University of New Mexico is not a “public accommodation” within the meaning of the New Mexico Human Rights Act, 28-1-2 NMSA 1978, and is therefore not subject to the jurisdiction of the Human Rights Commission. Human Rights Comm'n v. Board of Regents, 1981-NMSC-026, 95 N.M. 576, 624 P.2d 518, 1981 N.M. LEXIS 2264 (N.M. 1981).
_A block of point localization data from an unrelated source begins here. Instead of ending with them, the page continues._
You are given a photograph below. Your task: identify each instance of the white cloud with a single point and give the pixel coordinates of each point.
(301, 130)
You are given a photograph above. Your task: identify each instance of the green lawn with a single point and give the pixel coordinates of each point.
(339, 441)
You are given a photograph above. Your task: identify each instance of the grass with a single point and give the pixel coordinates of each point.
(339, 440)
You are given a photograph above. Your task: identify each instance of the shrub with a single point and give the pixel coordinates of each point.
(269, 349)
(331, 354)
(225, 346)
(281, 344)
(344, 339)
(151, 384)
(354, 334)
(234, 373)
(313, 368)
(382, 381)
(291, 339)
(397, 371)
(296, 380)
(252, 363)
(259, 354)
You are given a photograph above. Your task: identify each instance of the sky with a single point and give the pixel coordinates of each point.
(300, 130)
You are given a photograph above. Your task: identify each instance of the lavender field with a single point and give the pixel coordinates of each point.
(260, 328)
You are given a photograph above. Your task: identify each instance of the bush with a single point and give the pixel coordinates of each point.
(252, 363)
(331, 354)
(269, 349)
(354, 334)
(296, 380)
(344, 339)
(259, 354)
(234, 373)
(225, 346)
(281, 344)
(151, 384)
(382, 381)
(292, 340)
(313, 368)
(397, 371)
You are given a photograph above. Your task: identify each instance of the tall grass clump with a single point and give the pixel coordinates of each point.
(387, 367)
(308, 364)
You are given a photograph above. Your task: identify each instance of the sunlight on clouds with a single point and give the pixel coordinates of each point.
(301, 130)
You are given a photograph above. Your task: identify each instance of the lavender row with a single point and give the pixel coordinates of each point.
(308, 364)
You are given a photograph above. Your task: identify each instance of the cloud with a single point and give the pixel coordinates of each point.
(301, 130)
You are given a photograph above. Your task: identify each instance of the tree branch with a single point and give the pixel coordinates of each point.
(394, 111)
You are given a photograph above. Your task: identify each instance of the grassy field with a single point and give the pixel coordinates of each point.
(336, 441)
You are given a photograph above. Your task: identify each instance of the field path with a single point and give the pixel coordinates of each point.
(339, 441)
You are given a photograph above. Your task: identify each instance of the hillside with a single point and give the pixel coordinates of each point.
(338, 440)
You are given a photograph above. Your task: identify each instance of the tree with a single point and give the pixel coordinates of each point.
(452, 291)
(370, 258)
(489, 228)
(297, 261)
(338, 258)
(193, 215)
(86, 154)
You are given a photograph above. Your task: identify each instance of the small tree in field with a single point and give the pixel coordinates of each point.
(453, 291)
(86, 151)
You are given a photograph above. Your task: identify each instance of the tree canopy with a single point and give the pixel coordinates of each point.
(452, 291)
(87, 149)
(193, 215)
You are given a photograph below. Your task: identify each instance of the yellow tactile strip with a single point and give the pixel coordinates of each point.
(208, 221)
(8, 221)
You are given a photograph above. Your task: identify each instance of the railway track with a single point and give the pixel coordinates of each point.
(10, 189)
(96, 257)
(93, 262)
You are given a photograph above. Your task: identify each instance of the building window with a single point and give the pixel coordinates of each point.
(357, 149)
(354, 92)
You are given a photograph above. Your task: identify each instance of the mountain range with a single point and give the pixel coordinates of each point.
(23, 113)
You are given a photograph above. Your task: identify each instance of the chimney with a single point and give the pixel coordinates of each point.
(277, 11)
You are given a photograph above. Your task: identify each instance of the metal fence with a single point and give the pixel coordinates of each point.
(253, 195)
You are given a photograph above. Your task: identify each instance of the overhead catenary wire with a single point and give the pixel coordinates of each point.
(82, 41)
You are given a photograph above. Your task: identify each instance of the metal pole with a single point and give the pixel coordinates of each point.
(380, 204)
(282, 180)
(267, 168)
      Limitation of major life activity.

In her action for disability discrimination under the New Mexico Human Rights Act, 28-1-1 NMSA 1978 et seq., plaintiff’s proof that she suffered a loss of libido due to medications taken for breast cancer satisfied the requirement under the physical and mental handicap definition in 28-1-2 NMSA 1978 that she was disabled because the loss of libido constituted a substantial limitation of a major life activity. Plaintiff was not required to show that her breast cancer substantially limited the major life activity of work or interfered with her work. Keller v. Bd. of Educ., 182 F. Supp. 2d 1148, 2001 U.S. Dist. LEXIS 22448 (D.N.M. 2001).

      Public nudity.

Where defendant owned a body-piercing shop and she offered free nipple piercings to whomever would be willing to sit in a window with his/her breasts exposed to the public, Albuquerque City Ordinance ch. 46 § 11-8-3(B) did not put defendant in a position of violating 28-1-2H NMSA 1978, as the ordinance did not discriminate on the basis of sex in violation of the New Mexico Equal Rights Act, N.M. Const. art II  § 18. City of Albuquerque v. Sachs, 2004-NMCA-065, 135 N.M. 578, 92 P.3d 24, 2004 N.M. App. LEXIS 43 (N.M. Ct. App.), cert. denied, 135 N.M. 787, 93 P.3d 1292, 2004 N.M. LEXIS 249 (N.M. 2004).

      Remedies.

Concerns addressed by the New Mexico Human Rights Act, 28-1-1 to 28-1-7 NMSA 1978 and 28-1-9 to 28-1-14 NMSA 1978 are quite different from those addressed by the workers’ compensation laws, and the way to maintain public policies against sexual harassment on the job is to pursue the common-law or statutory remedies available to promote these policies and not to engraft those policies on to a very different legislative scheme such as the Workers’ Compensation Act. Cox v. Chino Mines/Phelps Dodge, 1993-NMCA-036, 115 N.M. 335, 850 P.2d 1038, 1993 N.M. App. LEXIS 29 (N.M. Ct. App. 1993).

      Sexual orientation.

When a wedding photography business refused to photograph a same-sex commitment ceremony, it violated the New Mexico Human Rights Act; there is no basis for distinguishing between discrimination based on “sexual orientation” and discrimination based on the conduct of publicly committing to a person of the same sex. Elane Photography, LLC v. Willock, 2013-NMSC-040, 309 P.3d 53, 2013 N.M. LEXIS 284 (N.M. 2013), cert. denied, 134 S. Ct. 1787, 188 L. Ed. 2d 757, 2014 U.S. LEXIS 2453 (U.S. 2014).

      Standing.

Human rights commission lacked the necessary standing to prosecute a claim of racial discrimination that a student filed against a university in which she was enrolled; the commission’s action was erroneously based on 28-1-2 NMSA 1978 in the New Mexico Human Rights Act which did not apply because the university was not a public accommodation within the meaning of 28-1-2 NMSA 1978 because universities were not public accommodations either historically or within the ordinary and usual sense of the words. Human Rights Comm'n v. Board of Regents, 1981-NMSC-026, 95 N.M. 576, 624 P.2d 518, 1981 N.M. LEXIS 2264 (N.M. 1981).

      Time limitation.

           —Continuing violation.

Although plaintiff failed to file her age, gender, and disability discrimination claim against her employer within the 180-day statutory period required by 28-1-2 NMSA 1978, her action was not barred because she established a “continuing violation” by the employer. She established that employer initially offered her a contract that was essentially identical to the one she had been advised would not be renewed, leading her to believe that she was no longer being discriminated against, and then subsequently demoted her and reduced her salary by 55 percent more than 180 days after advising her that her original contract would not be renewed. Keller v. Bd. of Educ., 182 F. Supp. 2d 1148, 2001 U.S. Dist. LEXIS 22448 (D.N.M. 2001).